At least 15 more cyclists have reportedly been linked to the banned Italian sport doctor of Lance Armstrong in an intricate scheme of money laundering, tax evasion, and widespread doping. The Gazzetta dello Sport reported former Giro d’Italia winners Michele Scarponi and Denis Menchov, and this year’s Olympic champion Alexandre Vinokourov are under investigation for doping under the supervision of Dr. Michele Ferrari.

The Gazzetta cited documents from an inquiry led by Padua prosecutor Benedetto Roberti that detailed how Ferrari allegedly masterminded a $40 million operation where teams and riders avoided paying taxes by recycling money via Gibraltar, Monte Carlo, Switzerland, and South America. All charges were however denied by the cyclists and Ferrari.

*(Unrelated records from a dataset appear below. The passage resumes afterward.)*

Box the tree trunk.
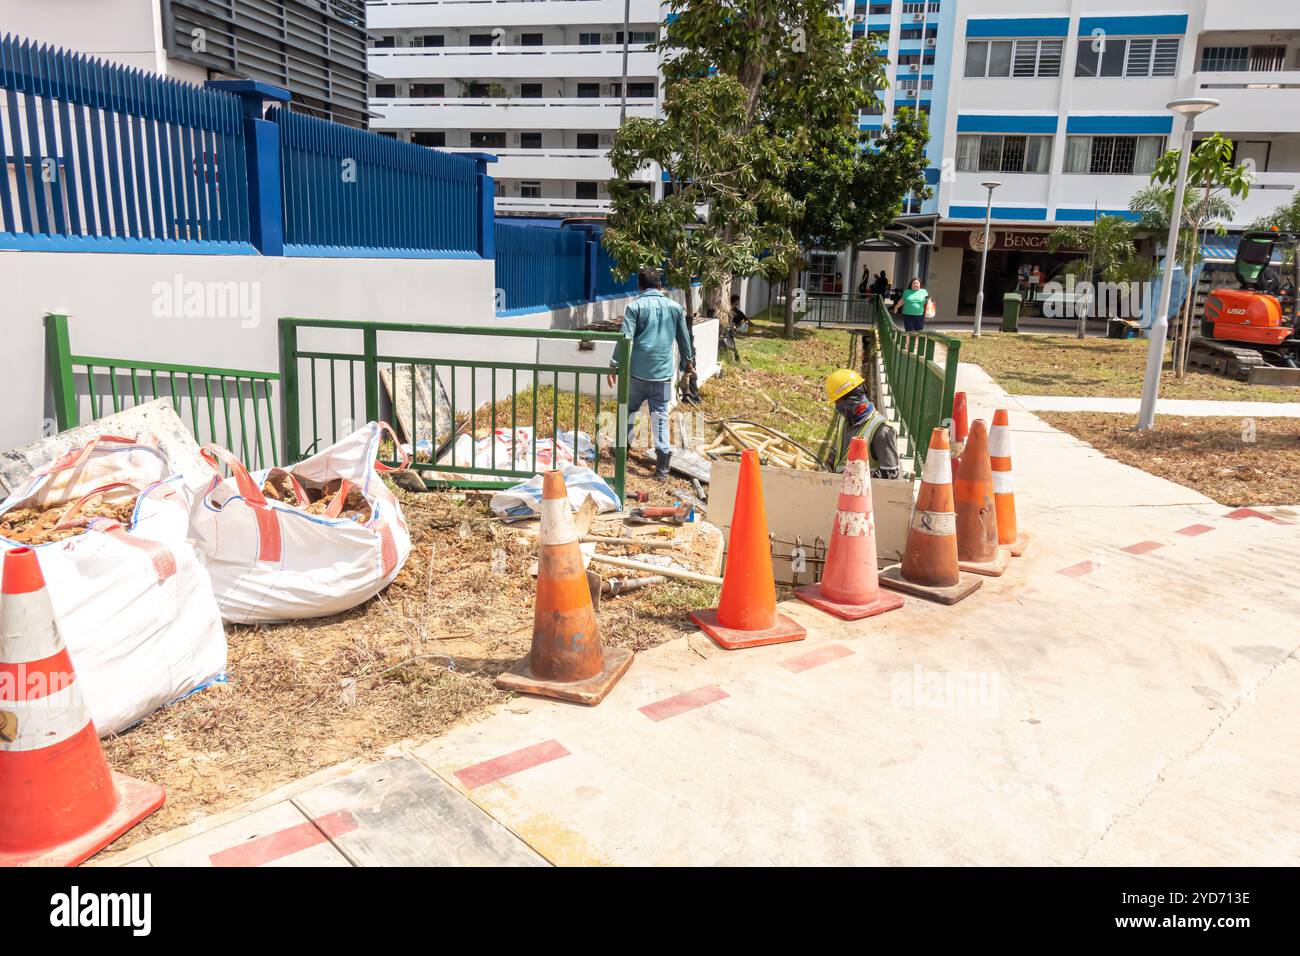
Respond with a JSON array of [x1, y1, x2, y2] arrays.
[[783, 259, 799, 338]]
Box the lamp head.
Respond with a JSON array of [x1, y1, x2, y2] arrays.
[[980, 180, 1001, 191], [1167, 97, 1219, 117]]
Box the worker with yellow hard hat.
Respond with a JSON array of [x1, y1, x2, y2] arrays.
[[825, 369, 900, 478]]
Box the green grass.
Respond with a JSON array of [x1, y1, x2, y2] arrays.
[[953, 333, 1299, 403]]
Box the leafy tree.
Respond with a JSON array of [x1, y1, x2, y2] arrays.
[[1047, 215, 1149, 336], [1146, 132, 1252, 377], [603, 1, 928, 336], [1252, 189, 1300, 233]]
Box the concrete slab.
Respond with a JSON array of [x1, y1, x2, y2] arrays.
[[291, 756, 547, 867], [146, 802, 353, 868]]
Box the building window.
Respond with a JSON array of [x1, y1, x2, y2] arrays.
[[520, 33, 543, 47], [965, 39, 1062, 78], [373, 36, 395, 48], [520, 182, 542, 199], [412, 131, 446, 147], [955, 135, 1052, 174], [578, 32, 602, 46], [1199, 45, 1286, 72], [377, 131, 398, 140], [869, 3, 891, 14], [576, 83, 601, 98], [627, 81, 655, 98], [469, 34, 496, 47], [414, 35, 443, 48], [1075, 37, 1180, 77], [374, 83, 396, 98], [470, 131, 507, 149], [520, 83, 543, 98], [409, 83, 444, 98], [576, 133, 600, 150], [1064, 135, 1165, 175], [520, 132, 542, 149], [575, 181, 599, 200], [625, 30, 656, 44]]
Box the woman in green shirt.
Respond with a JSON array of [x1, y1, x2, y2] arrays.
[[892, 277, 930, 332]]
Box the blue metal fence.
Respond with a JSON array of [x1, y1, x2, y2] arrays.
[[0, 34, 252, 253], [270, 107, 483, 258], [592, 239, 638, 299], [495, 222, 588, 313]]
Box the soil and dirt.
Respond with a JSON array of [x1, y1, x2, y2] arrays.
[[0, 493, 139, 545], [1040, 412, 1300, 505]]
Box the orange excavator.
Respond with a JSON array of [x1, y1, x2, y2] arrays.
[[1194, 230, 1300, 380]]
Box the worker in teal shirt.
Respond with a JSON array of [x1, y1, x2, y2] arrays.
[[607, 268, 695, 479], [892, 276, 931, 332]]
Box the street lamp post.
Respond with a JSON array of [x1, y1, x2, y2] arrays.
[[1136, 97, 1219, 431], [972, 180, 1000, 337]]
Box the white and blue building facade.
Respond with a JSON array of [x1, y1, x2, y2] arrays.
[[925, 0, 1300, 313]]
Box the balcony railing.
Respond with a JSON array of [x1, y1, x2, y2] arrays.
[[495, 197, 612, 213]]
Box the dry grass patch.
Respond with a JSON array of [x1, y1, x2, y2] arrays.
[[1040, 412, 1300, 505]]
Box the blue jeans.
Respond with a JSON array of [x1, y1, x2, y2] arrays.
[[627, 376, 672, 452]]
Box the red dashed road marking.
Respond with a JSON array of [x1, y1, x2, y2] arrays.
[[1057, 561, 1097, 578], [454, 739, 571, 790], [640, 685, 728, 722], [208, 809, 357, 867], [1225, 507, 1288, 523], [1176, 524, 1214, 537], [1121, 541, 1164, 555], [780, 644, 854, 673]]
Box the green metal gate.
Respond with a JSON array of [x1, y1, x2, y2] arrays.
[[872, 297, 961, 467]]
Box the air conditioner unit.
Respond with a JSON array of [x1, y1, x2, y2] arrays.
[[412, 36, 424, 47], [909, 63, 920, 72], [854, 14, 866, 22], [912, 12, 924, 21], [925, 37, 936, 47]]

For several years, Roberti has been leading a sweeping investigation of Ferrari and parts of which were used in the USADA report that detailed how Lance Armstrong and others used performance enhancing drugs to stay at the top. After the report was published, the Texan rider was banned for life and stripped of all his results from August 1, 1998. The 41-year-old Armstrong has acknowledged that Ferrari was his trainer until 2004 and the name of Ferrari was mentioned throughout the USADA report and was banned for life.

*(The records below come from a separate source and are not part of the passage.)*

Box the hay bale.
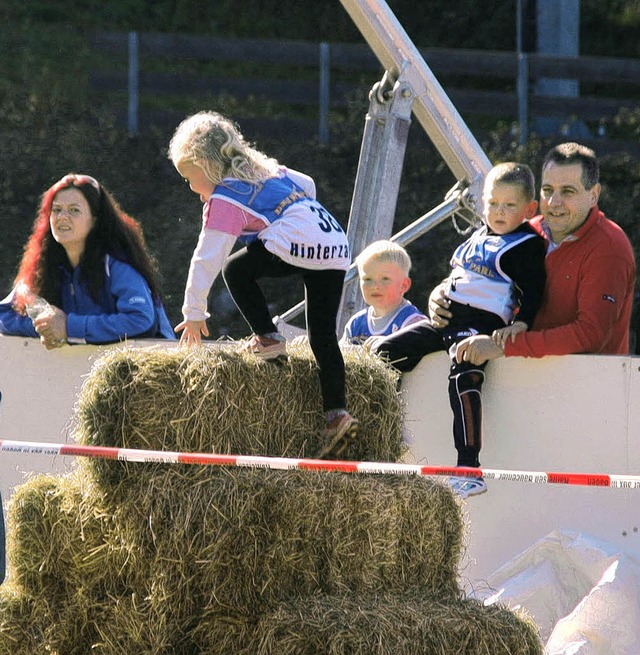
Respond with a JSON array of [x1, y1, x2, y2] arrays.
[[6, 473, 133, 599], [87, 592, 193, 655], [0, 584, 46, 655], [109, 468, 463, 615], [3, 472, 206, 652], [209, 592, 543, 655], [74, 344, 403, 488], [4, 464, 463, 645], [0, 583, 103, 655], [5, 343, 515, 654]]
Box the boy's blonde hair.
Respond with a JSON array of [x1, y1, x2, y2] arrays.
[[168, 111, 280, 184], [355, 240, 412, 276], [484, 162, 536, 201]]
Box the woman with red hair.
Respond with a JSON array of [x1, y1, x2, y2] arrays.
[[0, 174, 175, 348]]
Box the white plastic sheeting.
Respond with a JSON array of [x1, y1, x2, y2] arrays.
[[469, 530, 640, 654]]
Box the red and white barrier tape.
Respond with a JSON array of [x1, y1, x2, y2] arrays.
[[1, 439, 639, 489]]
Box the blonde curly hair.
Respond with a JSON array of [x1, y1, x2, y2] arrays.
[[168, 111, 280, 184]]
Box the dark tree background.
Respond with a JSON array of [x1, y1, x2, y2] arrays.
[[1, 1, 639, 336]]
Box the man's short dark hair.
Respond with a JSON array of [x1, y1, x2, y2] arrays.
[[542, 142, 599, 190]]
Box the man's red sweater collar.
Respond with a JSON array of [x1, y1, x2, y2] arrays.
[[530, 205, 602, 243]]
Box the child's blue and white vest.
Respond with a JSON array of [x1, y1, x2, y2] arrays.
[[212, 175, 351, 271], [343, 300, 425, 344], [446, 225, 538, 323]]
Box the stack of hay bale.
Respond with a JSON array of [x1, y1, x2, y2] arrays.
[[0, 345, 543, 654]]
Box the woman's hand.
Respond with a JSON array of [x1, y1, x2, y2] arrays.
[[175, 319, 209, 346], [34, 307, 68, 349]]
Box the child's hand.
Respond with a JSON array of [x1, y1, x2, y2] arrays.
[[362, 335, 384, 352], [492, 321, 527, 348], [175, 319, 209, 346], [427, 283, 452, 328]]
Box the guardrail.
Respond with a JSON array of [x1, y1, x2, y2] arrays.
[[91, 31, 640, 143]]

Doping is a crime in Italy and the Italian doctor was already cleared on appeal in 2006 of criminal charges of distributing banned products for athletes and remains barred for life by the Italian Cycling Federation under a 2002 ruling. The Italian doctor is reportedly under investigation again in Italy for criminal association, trafficking and administering doping substances, tax evasion, and money laundering.

The Gazzetta said microphones were hidden by investigators in the camper van that the Italian doctor used to have meetings with cyclists in remote areas of Italy and in Switzerland and a phone-tap conversation was printed by the newspaper between Italian professional road bicycle racer Michele Scarponi and and Ferrari inside the van in September 2010 during which Scarponi said he could win the following year’s Giro and the doctor replied that if he used a blood transfusion he had a chance. The cyclist finished second in the 2011 Giro but then was promoted to champion when Alberto Contador was stripped of the title for doping at the 2010 Tour de France and Vincenzo Nibali finished behind Scarponi. Scarponi was banned in 2007 for a period of 18 months for involvement in the Spanish doping scandal Operation Puerto.

Police also taped a September 2010 phone call between Denis Menchov (who won the Spanish Vuelta in 2005 and 2007 and raced with the Rabobank team from 2005-2010 and won the Giro in 2009) and agent Raimondo Scimone during which Menchov tells the agent that he wants “all the cyclists working with him followed by Ferrari,” according to the Gazzetta. In a statement to the paper, Scimone said he was never involved in doping or wrongdoing.

 This year’s Olympic champion Alexandre Vinokourov is also reportedly under investigation by Roberti and had served a two-year ban after testing positive for blood doping during the 2007 Tour de France. Others reportedly under investigation are Yaroslav Popovych and Volodymyr Bileka; Russian riders Alexandr Kolobnev, Vladimir Karpets, Vladimir Gusev, Mikhail Ignatiev; Czech rider Roman Kreuziger; and Italians Filippo Pozzato, Lorenzo Bertagnolli, Giovanni Visconti and Franco Pellizzotti.